The memory of that time was still so powerful, it had the therapeutic effect of reducing her present aftershock to manageable size, and she went on more strongly, ‘She’d only gone back to school for this final week before the summer hols… she insisted, and you know Rosie, when she makes up her mind…’

‘Can’t think who she takes after,’ said Dalziel. ‘Wanted to see all her mates, did she? And not miss this end-of-term outing.’

‘Both of those. Also to get out from under me, I suspect.’

‘Eh?’

Ellie said, ‘Andy, I’m ready for that drink now. Please.’

She took the proffered tumbler and said scornfully, ‘That wouldn’t drown a tall gnat. Cheers.’

It went down in one. Dalziel, who’d poured himself a good three inches, poured her another millimetre.

‘God Almighty, man! And it’s not even your whisky,’ she said.

‘Not my stomach either,’ said Dalziel. ‘You said something about Rosie getting out from under you. Never had you down as the clinging-mother type.’

‘No? Perhaps not.’

She brooded on this for a moment, glanced at Novello, then, with an effort at matter-of-factness, went on, ‘Since we got her back, after the meningitis, I’ve hardly been able to bear letting her out of my sight. She goes in the garden to play and two minutes later I have a panic attack. I think in the end I just began to get on her nerves, so school seemed a desirable alternative.’

‘Nay, you know what kids are like about missing things…’

‘The trip to Tegley Hall, you mean? Well, there’s another thing. They invite any parents who feel like giving a hand to go along. It’s a big responsibility, ferrying that number of kids around somewhere like that. I was going to go, but last night Rosie suddenly said, “Why can’t Daddy go? Miss Martindale says it doesn’t just have to be mummies.” Peter, bless his heart, said, why not? He’d like nothing better than a day in the company of his daughter and a hundred other kids. And he rang you and you kindly said that considering how hard you’d been working him for the past hundred years or so, he was long overdue a bit of time off…’

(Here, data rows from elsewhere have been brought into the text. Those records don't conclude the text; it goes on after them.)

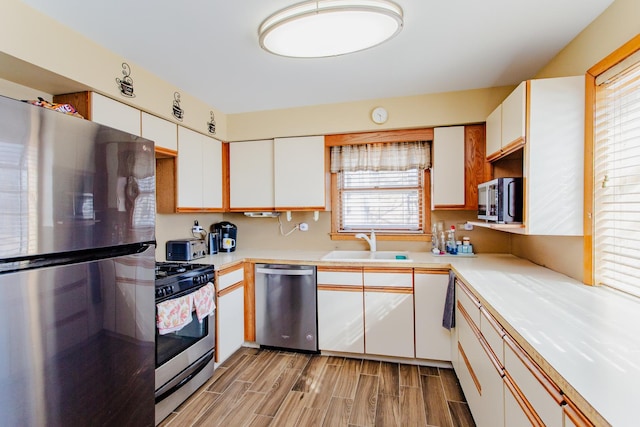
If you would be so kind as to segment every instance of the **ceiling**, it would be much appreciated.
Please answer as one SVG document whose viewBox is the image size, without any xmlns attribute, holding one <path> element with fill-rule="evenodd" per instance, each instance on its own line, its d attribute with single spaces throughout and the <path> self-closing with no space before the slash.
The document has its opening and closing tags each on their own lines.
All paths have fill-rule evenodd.
<svg viewBox="0 0 640 427">
<path fill-rule="evenodd" d="M 517 84 L 613 2 L 396 0 L 389 42 L 293 59 L 257 29 L 298 0 L 23 1 L 226 114 Z"/>
</svg>

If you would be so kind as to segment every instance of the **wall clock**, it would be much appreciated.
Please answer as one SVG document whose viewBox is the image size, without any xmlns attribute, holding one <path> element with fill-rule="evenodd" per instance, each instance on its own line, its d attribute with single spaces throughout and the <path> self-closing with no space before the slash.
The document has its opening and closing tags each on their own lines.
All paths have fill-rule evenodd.
<svg viewBox="0 0 640 427">
<path fill-rule="evenodd" d="M 371 120 L 373 120 L 374 123 L 377 123 L 379 125 L 386 122 L 388 118 L 389 118 L 389 113 L 384 107 L 376 107 L 371 112 Z"/>
</svg>

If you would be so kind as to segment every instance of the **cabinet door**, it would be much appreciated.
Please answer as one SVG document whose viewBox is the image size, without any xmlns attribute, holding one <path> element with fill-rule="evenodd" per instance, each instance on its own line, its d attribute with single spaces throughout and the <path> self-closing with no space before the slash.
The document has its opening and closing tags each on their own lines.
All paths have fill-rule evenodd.
<svg viewBox="0 0 640 427">
<path fill-rule="evenodd" d="M 464 126 L 435 128 L 433 133 L 433 205 L 465 204 Z"/>
<path fill-rule="evenodd" d="M 218 364 L 223 363 L 244 343 L 244 287 L 230 288 L 220 292 L 216 308 L 218 321 Z"/>
<path fill-rule="evenodd" d="M 527 82 L 522 82 L 502 102 L 502 149 L 519 145 L 526 132 Z"/>
<path fill-rule="evenodd" d="M 460 353 L 458 377 L 476 424 L 518 425 L 505 424 L 502 367 L 462 305 L 456 310 L 456 328 Z"/>
<path fill-rule="evenodd" d="M 271 210 L 273 140 L 229 144 L 229 191 L 232 210 Z"/>
<path fill-rule="evenodd" d="M 222 208 L 222 143 L 178 126 L 178 209 Z"/>
<path fill-rule="evenodd" d="M 492 158 L 500 154 L 502 147 L 502 104 L 487 117 L 486 157 Z"/>
<path fill-rule="evenodd" d="M 91 93 L 91 120 L 140 136 L 140 110 L 95 92 Z"/>
<path fill-rule="evenodd" d="M 363 293 L 360 289 L 318 289 L 320 350 L 364 353 Z"/>
<path fill-rule="evenodd" d="M 365 353 L 415 357 L 413 270 L 364 269 Z"/>
<path fill-rule="evenodd" d="M 142 112 L 142 136 L 155 142 L 156 150 L 178 151 L 178 125 Z"/>
<path fill-rule="evenodd" d="M 325 208 L 324 152 L 323 136 L 274 140 L 276 208 Z"/>
<path fill-rule="evenodd" d="M 178 126 L 178 207 L 203 207 L 203 169 L 200 134 Z"/>
<path fill-rule="evenodd" d="M 365 353 L 414 357 L 413 295 L 365 291 Z"/>
<path fill-rule="evenodd" d="M 560 390 L 510 336 L 505 336 L 504 342 L 504 368 L 524 399 L 546 426 L 562 426 Z"/>
<path fill-rule="evenodd" d="M 218 271 L 216 289 L 216 362 L 220 364 L 244 343 L 244 268 Z"/>
<path fill-rule="evenodd" d="M 416 358 L 451 360 L 451 332 L 442 327 L 448 271 L 414 272 Z"/>
<path fill-rule="evenodd" d="M 318 267 L 320 350 L 364 353 L 361 268 Z"/>
<path fill-rule="evenodd" d="M 584 76 L 531 81 L 525 153 L 529 234 L 584 233 Z"/>
<path fill-rule="evenodd" d="M 222 209 L 222 142 L 201 135 L 202 138 L 202 206 Z"/>
</svg>

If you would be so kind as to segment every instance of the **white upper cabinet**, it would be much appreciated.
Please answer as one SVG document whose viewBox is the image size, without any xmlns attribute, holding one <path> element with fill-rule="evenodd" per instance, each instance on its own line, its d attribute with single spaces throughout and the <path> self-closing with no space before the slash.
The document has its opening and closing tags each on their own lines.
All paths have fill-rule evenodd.
<svg viewBox="0 0 640 427">
<path fill-rule="evenodd" d="M 178 151 L 178 125 L 142 112 L 142 137 L 155 142 L 156 150 Z"/>
<path fill-rule="evenodd" d="M 325 209 L 324 153 L 324 136 L 274 140 L 276 209 Z"/>
<path fill-rule="evenodd" d="M 502 149 L 525 140 L 527 82 L 522 82 L 502 102 Z"/>
<path fill-rule="evenodd" d="M 581 236 L 584 76 L 531 81 L 524 149 L 527 234 Z"/>
<path fill-rule="evenodd" d="M 487 160 L 493 178 L 523 177 L 523 223 L 486 226 L 519 234 L 583 235 L 584 88 L 584 76 L 529 80 L 501 104 L 502 145 L 498 152 L 488 148 Z M 492 113 L 487 147 L 495 140 L 496 122 Z"/>
<path fill-rule="evenodd" d="M 464 126 L 433 130 L 433 205 L 465 204 Z"/>
<path fill-rule="evenodd" d="M 273 209 L 272 139 L 229 144 L 229 192 L 232 210 Z"/>
<path fill-rule="evenodd" d="M 140 110 L 91 93 L 91 120 L 140 136 Z"/>
<path fill-rule="evenodd" d="M 494 160 L 526 142 L 527 84 L 520 83 L 487 117 L 487 159 Z"/>
<path fill-rule="evenodd" d="M 178 211 L 222 209 L 222 142 L 178 126 Z"/>
</svg>

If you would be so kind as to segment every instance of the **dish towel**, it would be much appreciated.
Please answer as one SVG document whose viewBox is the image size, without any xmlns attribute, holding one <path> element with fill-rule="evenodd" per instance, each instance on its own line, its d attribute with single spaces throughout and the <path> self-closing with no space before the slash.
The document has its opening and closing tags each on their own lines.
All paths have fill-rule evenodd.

‘Don’t recollect them as my exact words,’ said Dalziel.

‘Peter is one of nature’s paraphrasers. So, nothing for me to do but say, “Great. It’ll give me the chance to get on with some work,” and smile through my tears.’

‘So you worried?’

‘Of course I worried. I worried about what kind of mother I was. And I worried about them out there in the big wide world without me to look after them. And I worried about myself for worrying about them!’

Plus the other worries she wasn’t about to air in front of Novello. Or Dalziel either, for that matter. Or indeed herself if she could help it. Worries like damp patches on a kitchen wall, that you could stand a chair in front of, or hang a wallchart over, or even just ignore, but you knew that sometime you were going to have to deal with them.

‘So I went upstairs, switched my laptop on and started working,’ she concluded.

‘That help with worries, does it?’ He sipped his Scotch and looked at her doubtfully.

Something else she wasn’t going to lay out in present company.

‘The poet Cowper managed to keep religious mania at bay for several decades by dint of writing,’ she said spiritedly.